Anthropologists consider the transition from hunting and gathering to farming and herding to be a crucial turning point in the history of humanity.
“We have been working very hard to understand the evolution and origins of these domestication relationships,” says Stiner, professor of anthropology at the University of Arizona.
“This happens long before you have an animal or plant truly transformed by interactions with people,” Stiner says. “In this time period, we’re working on the problem of the entry-level context of the human-animal relationship.”
Dung and other evidence
To reconstruct the scale and pace of change during the first phases of animal domestication, lead author Jordan Abell, then an undergraduate in geosciences, figured out a way to use urine salts left by humans and animals at an ancient site in Turkey to calculate how the density of animals and humans changed over time.
“And we thought, well, humans and animals pee…”
“This is the first time, to our knowledge, that people have picked up on salts in archaeological materials and used them in a way to look at the development of animal management,” says Abell, now a graduate student at Columbia’s Lamont-Doherty Earth Observatory in Palisades, New York.
Scholars think the intensive food production that started about 11,000 years ago—a time period called the Neolithic Revolution—allowed cities to grow, led to technological innovation, and eventually enabled human civilization as we know it today.
Scientists knew people at the site had captive animals because of accumulations of dung and other evidence. However, reconstructing the scale and pace at which humans were domesticating sheep and goats was difficult using just bone fragments and fossilized dung, Abell says.
The researchers wondered what other clues a bunch of animals onsite might have left behind. Coauthor Susan Mentzer of the University of Tübingen in Germany previously found chemical compounds in the soil that might be from urine.
“And we thought, well, humans and animals pee, and when they pee, they release a bunch of salt,” Abell says. “At a dry place like this, we didn’t think salts would be washed away and redistributed.”
Urine salts
The various levels of the archeological dig at Aşıklı Höyük span the time before human settlement through the time when the settlement was abandoned—a period of about 1,000 years.
As reported in Science Advances, the team collected 113 samples from all across the site–from trash piles to bricks and hearths, and from different time periods—to look at patterns in the sodium, nitrate, and chlorine salt levels. The researchers estimated how many humans and animals the ancient salt deposits represented by using information on urine salts from modern-day feedlots in which animal numbers are known.
The researchers have other archaeological evidence, such as the numbers of structures, to use to estimate the number of humans.
“By 500 years in, there were more sheep and goats than people…”
At the lowest levels of the archeological dig, the natural layers before the settlement was built, the researchers found almost no urine salts. Salt levels in the layer with the first evidence of human habitation increased slightly.

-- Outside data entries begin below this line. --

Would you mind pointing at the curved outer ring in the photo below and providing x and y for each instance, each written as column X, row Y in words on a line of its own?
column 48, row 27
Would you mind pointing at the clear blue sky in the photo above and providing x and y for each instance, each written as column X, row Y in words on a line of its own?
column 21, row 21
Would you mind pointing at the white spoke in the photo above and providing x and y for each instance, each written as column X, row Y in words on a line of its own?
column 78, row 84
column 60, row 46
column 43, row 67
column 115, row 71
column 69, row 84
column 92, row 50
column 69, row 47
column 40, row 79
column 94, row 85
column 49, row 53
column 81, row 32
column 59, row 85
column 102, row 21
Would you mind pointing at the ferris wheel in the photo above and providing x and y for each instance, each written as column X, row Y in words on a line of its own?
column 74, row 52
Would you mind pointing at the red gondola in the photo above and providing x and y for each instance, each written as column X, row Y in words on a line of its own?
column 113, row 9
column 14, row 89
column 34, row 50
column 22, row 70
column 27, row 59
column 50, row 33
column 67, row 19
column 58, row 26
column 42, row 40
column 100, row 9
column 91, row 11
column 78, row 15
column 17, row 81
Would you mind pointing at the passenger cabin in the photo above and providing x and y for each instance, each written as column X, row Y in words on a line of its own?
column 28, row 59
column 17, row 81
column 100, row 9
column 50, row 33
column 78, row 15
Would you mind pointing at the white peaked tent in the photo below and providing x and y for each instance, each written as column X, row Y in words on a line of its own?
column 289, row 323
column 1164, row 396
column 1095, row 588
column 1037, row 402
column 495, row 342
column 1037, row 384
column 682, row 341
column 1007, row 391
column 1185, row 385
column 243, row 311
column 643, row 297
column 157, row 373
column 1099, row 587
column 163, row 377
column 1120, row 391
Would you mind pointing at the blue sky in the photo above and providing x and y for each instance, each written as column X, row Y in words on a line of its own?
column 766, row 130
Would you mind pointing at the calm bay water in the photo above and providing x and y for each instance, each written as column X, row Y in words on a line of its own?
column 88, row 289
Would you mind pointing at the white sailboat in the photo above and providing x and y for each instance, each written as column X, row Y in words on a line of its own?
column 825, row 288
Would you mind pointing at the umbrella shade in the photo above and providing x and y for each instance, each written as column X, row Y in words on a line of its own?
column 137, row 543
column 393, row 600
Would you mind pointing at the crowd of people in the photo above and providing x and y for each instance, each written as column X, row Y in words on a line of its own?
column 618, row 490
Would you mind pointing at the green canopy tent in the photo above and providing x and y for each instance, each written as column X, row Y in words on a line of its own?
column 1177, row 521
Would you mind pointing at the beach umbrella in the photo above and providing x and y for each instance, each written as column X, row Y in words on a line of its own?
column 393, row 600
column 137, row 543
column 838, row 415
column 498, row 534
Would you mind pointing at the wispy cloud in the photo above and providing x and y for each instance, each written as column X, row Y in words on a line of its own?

The team found a spike in urine salts as much as 1,000 times more than the pre-settlement levels from 10,000 to 9,700 years ago. That jump in salts indicates a rapid increase in the number of occupants—both human and animal. After that, the concentrations decrease slightly.
More meat
Abell says those changes line up with other evidence from the site that suggests the people initially hunted sheep and goats, then started keeping just a few animals, and shifted to having large numbers of animals corralled within the settlement. Finally, as animal numbers increased even more, the animals were moved to the periphery of the site.
Stiner says, “In the very beginning, a family might have one or two kids or lambs they raised through the winter—kind of a meat supplement. By 500 years in, there were more sheep and goats than people—and on and on, as they became more and more dependent on the animals.”
The team calculated that 10,450 years ago, the density of people and animals occupying the settlement at Aşıklı Höyük jumped from near zero to approximately one person or animal for every 10 square meters. Modern-day semi-intensive feedlots have densities of about one sheep for every 5 square meters.
The researchers hope to find a way to differentiate between human and animal urine salts. They think the methodology could be applied in other arid areas and could be especially helpful at sites where other physical evidence, such as bones, is lacking.
Stiner says the new method could help to clarify the larger picture of humanity’s relationship to animals during this transitional period. “We might find similar trends in other archaeological sites of the period in the Middle East.”
Additional coauthors are from the University of Arizona and Istanbul University in Turkey. The National Science Foundation funded the research.